Scotiabank recently surveyed a group of homeowners, asking them everything from whether they considered their home as an expense or investment to whether or not they’ll still have a mortgage when they enter retirement. Here are the findings from that survey.

Expense, or Investment?


As you can see from the above chart, a large majority of Canadians (77%) view their home as an investment rather than an expense. That may not be good news for policymakers in Canada, who are trying to get Canadians to reduce the amount of debt they take on. Some analysts have even said that this is a trend that this is a dangerous trend, and that Canadians should start paying more attention to what they’re actually paying for a home, instead of what they’re gaining from it.

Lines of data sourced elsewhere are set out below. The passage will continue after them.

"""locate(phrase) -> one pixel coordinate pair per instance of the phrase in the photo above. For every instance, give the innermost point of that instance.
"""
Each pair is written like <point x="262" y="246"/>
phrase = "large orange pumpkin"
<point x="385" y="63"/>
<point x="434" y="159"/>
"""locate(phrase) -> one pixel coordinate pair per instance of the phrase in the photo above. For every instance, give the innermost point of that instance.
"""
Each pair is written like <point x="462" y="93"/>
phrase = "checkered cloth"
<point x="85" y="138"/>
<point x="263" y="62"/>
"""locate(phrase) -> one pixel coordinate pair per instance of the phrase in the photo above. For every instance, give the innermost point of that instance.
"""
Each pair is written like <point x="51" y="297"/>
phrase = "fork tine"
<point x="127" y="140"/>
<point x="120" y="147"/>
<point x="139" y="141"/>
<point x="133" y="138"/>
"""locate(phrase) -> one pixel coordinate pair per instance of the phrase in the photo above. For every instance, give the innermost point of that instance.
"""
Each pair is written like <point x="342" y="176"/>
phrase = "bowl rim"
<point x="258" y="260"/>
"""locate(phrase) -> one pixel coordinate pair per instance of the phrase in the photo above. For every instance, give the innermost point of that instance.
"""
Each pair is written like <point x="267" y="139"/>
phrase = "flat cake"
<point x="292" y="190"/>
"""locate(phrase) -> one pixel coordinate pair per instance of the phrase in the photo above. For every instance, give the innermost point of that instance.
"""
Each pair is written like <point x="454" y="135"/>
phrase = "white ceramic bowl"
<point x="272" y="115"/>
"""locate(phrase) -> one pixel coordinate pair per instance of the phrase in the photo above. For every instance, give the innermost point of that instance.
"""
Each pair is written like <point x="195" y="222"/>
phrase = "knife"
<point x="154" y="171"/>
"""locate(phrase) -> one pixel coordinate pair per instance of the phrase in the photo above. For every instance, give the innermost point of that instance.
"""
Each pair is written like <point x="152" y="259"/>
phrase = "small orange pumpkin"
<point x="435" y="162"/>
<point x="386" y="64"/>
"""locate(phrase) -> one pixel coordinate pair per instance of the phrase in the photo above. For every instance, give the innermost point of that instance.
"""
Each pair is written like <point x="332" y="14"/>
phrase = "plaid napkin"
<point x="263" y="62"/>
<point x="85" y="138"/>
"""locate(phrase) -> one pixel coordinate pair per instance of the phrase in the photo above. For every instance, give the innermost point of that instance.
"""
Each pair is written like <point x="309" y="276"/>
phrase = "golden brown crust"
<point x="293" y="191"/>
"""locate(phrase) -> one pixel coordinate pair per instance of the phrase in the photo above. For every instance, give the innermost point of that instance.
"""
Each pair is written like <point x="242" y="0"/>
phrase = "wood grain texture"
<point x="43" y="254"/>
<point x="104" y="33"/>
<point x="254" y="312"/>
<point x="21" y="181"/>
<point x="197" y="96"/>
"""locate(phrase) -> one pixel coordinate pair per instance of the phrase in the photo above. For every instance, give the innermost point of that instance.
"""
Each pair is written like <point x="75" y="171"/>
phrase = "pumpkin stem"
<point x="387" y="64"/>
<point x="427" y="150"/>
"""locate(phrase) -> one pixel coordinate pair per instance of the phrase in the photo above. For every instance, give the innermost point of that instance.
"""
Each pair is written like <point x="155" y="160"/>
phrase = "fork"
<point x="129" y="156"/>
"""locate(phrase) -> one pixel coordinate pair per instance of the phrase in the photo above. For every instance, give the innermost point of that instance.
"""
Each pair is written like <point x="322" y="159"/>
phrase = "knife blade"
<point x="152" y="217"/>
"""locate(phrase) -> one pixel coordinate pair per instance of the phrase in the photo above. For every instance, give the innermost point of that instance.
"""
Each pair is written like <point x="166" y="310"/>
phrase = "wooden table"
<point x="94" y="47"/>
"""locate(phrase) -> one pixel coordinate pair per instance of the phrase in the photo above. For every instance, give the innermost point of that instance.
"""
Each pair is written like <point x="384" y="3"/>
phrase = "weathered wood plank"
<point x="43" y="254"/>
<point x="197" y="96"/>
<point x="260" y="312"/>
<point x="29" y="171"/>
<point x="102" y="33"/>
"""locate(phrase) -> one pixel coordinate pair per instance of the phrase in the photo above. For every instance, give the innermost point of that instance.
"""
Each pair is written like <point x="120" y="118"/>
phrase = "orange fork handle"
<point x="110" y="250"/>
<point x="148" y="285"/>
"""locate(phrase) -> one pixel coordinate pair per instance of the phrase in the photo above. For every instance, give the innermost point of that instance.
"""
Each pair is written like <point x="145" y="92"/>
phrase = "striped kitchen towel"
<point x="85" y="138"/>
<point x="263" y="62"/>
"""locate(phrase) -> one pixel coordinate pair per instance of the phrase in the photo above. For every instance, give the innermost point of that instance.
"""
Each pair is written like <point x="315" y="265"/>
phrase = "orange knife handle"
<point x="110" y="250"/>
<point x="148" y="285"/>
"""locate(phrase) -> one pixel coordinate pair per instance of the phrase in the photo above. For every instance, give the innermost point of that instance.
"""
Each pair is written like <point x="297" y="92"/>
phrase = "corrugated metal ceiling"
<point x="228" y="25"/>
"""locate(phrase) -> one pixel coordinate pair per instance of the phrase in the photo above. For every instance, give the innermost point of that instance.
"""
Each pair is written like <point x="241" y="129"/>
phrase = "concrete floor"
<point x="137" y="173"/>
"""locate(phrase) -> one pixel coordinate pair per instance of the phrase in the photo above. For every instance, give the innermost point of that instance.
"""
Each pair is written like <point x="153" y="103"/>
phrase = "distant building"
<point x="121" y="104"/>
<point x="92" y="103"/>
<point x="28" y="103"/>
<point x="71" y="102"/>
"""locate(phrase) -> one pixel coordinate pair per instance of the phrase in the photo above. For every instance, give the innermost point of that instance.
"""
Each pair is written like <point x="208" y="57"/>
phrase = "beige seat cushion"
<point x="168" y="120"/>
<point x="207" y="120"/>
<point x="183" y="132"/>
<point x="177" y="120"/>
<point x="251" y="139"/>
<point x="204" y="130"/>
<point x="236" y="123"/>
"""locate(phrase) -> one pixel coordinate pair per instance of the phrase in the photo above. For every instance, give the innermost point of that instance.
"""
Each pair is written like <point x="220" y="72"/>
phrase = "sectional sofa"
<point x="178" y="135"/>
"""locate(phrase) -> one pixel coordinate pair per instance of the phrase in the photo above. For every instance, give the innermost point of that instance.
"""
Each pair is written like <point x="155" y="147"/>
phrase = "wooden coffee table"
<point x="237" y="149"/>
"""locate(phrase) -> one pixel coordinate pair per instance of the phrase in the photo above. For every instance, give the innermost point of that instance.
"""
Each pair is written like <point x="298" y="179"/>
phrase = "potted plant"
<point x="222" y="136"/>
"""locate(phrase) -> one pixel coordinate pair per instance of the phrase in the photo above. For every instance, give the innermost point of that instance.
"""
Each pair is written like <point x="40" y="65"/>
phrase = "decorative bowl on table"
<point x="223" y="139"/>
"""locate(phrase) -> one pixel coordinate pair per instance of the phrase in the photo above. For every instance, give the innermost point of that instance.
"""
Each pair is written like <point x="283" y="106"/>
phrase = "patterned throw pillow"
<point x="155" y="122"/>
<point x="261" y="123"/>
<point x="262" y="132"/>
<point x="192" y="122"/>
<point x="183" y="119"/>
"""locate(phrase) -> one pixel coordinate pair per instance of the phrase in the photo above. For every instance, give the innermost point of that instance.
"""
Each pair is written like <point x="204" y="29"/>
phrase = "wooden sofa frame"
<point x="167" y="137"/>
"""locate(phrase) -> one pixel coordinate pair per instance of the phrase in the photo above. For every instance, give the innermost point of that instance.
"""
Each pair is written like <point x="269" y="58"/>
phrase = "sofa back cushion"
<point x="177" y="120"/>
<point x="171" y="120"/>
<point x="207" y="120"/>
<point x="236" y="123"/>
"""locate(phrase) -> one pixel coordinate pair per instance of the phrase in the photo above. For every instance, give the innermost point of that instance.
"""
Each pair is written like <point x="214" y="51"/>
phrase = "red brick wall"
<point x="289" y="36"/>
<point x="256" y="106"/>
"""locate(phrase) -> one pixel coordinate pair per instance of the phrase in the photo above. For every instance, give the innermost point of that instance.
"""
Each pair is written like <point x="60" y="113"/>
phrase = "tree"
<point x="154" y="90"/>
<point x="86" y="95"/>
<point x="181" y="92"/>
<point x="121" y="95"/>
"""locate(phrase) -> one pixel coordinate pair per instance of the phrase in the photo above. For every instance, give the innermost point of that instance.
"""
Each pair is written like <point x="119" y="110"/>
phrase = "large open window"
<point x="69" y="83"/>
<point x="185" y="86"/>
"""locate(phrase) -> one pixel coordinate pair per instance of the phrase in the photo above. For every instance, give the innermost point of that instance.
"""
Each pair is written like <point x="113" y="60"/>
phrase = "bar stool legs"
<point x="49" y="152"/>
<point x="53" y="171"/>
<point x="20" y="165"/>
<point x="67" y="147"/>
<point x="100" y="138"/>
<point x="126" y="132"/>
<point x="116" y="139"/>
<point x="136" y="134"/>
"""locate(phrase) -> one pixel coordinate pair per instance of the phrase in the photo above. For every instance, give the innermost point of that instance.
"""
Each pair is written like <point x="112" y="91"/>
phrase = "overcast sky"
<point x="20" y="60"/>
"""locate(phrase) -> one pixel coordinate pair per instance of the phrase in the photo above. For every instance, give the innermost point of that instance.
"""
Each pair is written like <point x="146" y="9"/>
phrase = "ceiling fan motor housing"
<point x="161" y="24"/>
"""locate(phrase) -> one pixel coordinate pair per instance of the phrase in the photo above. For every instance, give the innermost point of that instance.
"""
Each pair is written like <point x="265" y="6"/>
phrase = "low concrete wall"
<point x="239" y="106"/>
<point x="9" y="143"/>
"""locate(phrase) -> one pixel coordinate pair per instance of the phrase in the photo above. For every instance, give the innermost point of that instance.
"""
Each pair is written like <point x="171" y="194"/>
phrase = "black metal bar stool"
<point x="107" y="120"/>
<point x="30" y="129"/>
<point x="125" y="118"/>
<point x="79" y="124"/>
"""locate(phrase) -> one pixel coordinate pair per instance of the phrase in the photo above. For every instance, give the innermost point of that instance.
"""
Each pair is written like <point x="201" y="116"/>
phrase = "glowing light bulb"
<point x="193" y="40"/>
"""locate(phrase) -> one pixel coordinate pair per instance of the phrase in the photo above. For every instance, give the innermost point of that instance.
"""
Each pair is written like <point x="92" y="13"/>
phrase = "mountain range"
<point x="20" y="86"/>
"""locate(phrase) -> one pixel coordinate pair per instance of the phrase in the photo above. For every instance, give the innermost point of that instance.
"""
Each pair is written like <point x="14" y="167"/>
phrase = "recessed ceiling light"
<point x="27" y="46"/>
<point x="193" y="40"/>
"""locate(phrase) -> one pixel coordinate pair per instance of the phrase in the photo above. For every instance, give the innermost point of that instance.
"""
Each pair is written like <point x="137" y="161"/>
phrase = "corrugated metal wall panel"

But, that doesn’t mean that Canadians in all regions feel the same way. As you can see from the above chart, homeowners in Manitoba and Saskatchewan feel the most that their home is an investment, at 80 per cent; while those in Alberta are the least likely to view their homes as an investment, with only 69 per cent of respondents saying they think so.


Knowing that just about everyone wants to become mortgage-free, Scotiabank also asked people during the survey about becoming mortgage-free, whether or not they were or weren’t; and if not, if they’re taking any measures to become mortgage-free a little faster.

As you can see from the chart below, while 69 per cent of homeowners reported having a home, only 40 per cent of them were actually mortgage-free.

Broken down by province, you can see that British Columbia has the highest amount of residents that are mortgage-free; while Atlantic Canada has the least.

Mortgages and Retirement

Knowing how important it is for people to enter retirement carrying as little debt as possible, the survey also asked respondents whether or not they’d be holding a mortgage when they go into retirement. While 32 per cent of people said that they would carry a mortgage in their Golden Years, a much larger majority – 72 per cent – also said that they are taking steps to pay off their mortgage faster.

David Stafford, Managing Director of Real Estate Secured Lending at Scotiabank, says that aside from just showing us where the Canadian mortgage market roughly stands today, the survey results can also help those homeowners who feel as though they’re never going to get that mortgage paid off.

“What I want Canadians who are feeling a little overwhelmed in paying off their mortgages to know is, that paying off their mortgage is totally achievable. And the great news is that a number of Canadians who were in the same position have reached the goal of being mortgage-free,” says Mr. Stafford. “With rates at historic lows, there’s never been a better time to take years off your mortgage.”